Chapter 12 — Accounting (archived)

NetSuite (the complexity whale) vs Intuit (the SMB volume + flywheel) vs the AI-native attackers (Pilot, Puzzle, Brex+Ramp). The interesting question: which segment gets re-shaped first, and which moat decays first under AI pressure?

Note for future expansion: the accounting chapter is the cleanest test of Evaluator Judgment Power as a pricing-surface moat — Pilot's managed-bookkeeping margin is paid for accountability-bearing review, not for the AI doing the books underneath. References to Pilot survive in the Pass 2 chapters on Evaluator Power as illustrative examples; the full war game can rebuild from those threads if needed.

Chapter 13 — AI-native horizontal (archived)

Four attack archetypes, not four companies. (1) Horizontal enterprise knowledge / retrieval (Glean canonical). (2) Vertical workflow co-pilot for high-stakes professional services (Harvey + Sierra) — also where Evaluator Judgment Power matters most as a tested moat. (3) AI-native UX rebuild of an embedded workflow (Cursor). (4) Generative agentic execution layer (Decagon + Crescendo + Clay) — framed as nodes in a federated agent-translator network, not vertically integrated stacks; the moat sits in the specialist node, not the integration. Are they building durable moats or running an arbitrage on incumbent slowness?

AI-native horizontal — four attack archetypes (archived)

  1. Horizontal enterprise knowledge / retrieval layer. Canonical: Glean. Variant inside the same archetype: Hebbia (specialized document-retrieval flywheel). Attack vector: index-everything-with-permission-aware retrieval, building a data flywheel of organizational context.
  2. Vertical workflow co-pilot for high-stakes professional services. Harvey (legal) + Sierra (CX), bundled. Attack vector: domain-specific data + evals + workflow integration that compounds with usage.
  3. AI-native UX rebuild of an embedded workflow. Canonical: Cursor. Attack vector: AI-native UX rebuild that compresses procedural switching costs by being so much better at the core loop that re-training pays for itself in weeks.
  4. Generative agentic execution layer — node in a federated agent-translator network. Decagon + Crescendo + Clay, bundled. Attack vector: agents that take action on behalf of the user, accumulating workflow lock-in via tool-graph memory, escalation patterns, and learned outcome calibration. Re: codesign-thesis claim #5 — these are not verticalized end-to-end stacks; they're specialist nodes that win by being deeper at one job than the surrounding agent-translator network can route around.
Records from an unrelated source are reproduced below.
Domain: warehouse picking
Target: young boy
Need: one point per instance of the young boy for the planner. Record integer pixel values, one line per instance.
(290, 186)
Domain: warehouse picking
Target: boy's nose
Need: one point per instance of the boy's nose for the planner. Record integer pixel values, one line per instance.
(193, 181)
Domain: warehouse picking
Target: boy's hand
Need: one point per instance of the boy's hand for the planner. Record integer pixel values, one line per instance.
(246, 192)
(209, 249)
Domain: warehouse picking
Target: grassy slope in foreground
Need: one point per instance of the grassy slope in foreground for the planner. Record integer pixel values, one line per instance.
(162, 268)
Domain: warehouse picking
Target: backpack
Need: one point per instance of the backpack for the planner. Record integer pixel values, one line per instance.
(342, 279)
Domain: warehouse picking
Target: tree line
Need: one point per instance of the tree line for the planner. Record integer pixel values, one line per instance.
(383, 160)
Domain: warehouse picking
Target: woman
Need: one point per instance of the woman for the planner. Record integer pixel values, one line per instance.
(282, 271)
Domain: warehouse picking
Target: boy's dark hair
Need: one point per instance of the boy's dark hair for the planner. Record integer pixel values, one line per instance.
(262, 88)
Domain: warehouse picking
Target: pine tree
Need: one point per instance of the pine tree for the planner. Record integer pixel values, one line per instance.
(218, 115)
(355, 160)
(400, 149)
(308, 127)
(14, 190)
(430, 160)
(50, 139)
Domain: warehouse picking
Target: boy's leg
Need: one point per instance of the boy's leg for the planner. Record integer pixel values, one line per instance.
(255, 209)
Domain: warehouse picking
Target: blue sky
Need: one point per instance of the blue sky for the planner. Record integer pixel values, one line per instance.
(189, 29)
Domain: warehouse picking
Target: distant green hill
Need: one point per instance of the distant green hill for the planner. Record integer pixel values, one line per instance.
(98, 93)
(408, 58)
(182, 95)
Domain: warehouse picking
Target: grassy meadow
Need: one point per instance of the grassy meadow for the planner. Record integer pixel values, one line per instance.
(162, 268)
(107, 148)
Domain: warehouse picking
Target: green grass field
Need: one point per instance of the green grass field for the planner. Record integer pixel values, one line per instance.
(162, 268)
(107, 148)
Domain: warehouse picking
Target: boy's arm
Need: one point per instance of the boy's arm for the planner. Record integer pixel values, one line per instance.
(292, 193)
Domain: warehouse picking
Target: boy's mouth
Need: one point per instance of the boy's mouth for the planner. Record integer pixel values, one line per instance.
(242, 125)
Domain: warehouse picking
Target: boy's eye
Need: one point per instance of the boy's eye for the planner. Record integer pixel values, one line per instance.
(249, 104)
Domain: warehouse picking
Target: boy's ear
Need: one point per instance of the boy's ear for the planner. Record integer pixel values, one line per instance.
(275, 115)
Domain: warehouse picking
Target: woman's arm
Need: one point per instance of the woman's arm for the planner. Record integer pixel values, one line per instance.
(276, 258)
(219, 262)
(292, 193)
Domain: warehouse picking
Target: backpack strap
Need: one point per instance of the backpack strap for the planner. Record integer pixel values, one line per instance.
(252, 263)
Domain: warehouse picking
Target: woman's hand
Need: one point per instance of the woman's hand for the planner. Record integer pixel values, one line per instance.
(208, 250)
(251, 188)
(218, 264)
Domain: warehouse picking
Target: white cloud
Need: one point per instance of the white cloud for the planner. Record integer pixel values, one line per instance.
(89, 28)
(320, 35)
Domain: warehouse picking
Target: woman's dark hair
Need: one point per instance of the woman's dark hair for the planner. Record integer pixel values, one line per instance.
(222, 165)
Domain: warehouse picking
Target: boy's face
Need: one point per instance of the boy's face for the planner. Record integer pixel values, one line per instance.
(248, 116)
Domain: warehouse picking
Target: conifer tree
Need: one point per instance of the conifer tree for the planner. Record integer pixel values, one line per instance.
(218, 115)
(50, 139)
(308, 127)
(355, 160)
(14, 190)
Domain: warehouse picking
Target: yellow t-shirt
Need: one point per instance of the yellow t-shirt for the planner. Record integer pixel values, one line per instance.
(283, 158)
The moat sits in the node (its data, its evaluator, its escalation calibration), not in the integration. The translator/coordination layer commoditizes on top of MCP-style protocols.

Open question Q1 — Cursor as its own archetype (archived)

Originally posed during the AI-native horizontal chapter framing. Preserved here in case the AI-native horizontal chapter is reactivated in Pass 3.

Q1. Should “AI-native UX rebuild” be its own archetype, or fold into “vertical workflow co-pilot”?

Cursor's attack vector is mechanically distinct from Harvey/Sierra — it's not about domain-specific data + evals (Cursor's data flywheel is shallow vs. its UX moat); it's about being so much better at the core loop that procedural switching costs collapse. Recommendation: keep Cursor as its own archetype. The “switching-cost compression by 10x UX” attack vector deserves its own treatment because it's the single archetype most commonly conflated with technical differentiation, and it's the one most often wrong in defensibility analysis. (If you'd rather collapse it, fallback is to add a 5th archetype: “specialized data-acquisition flywheel” via Hebbia.)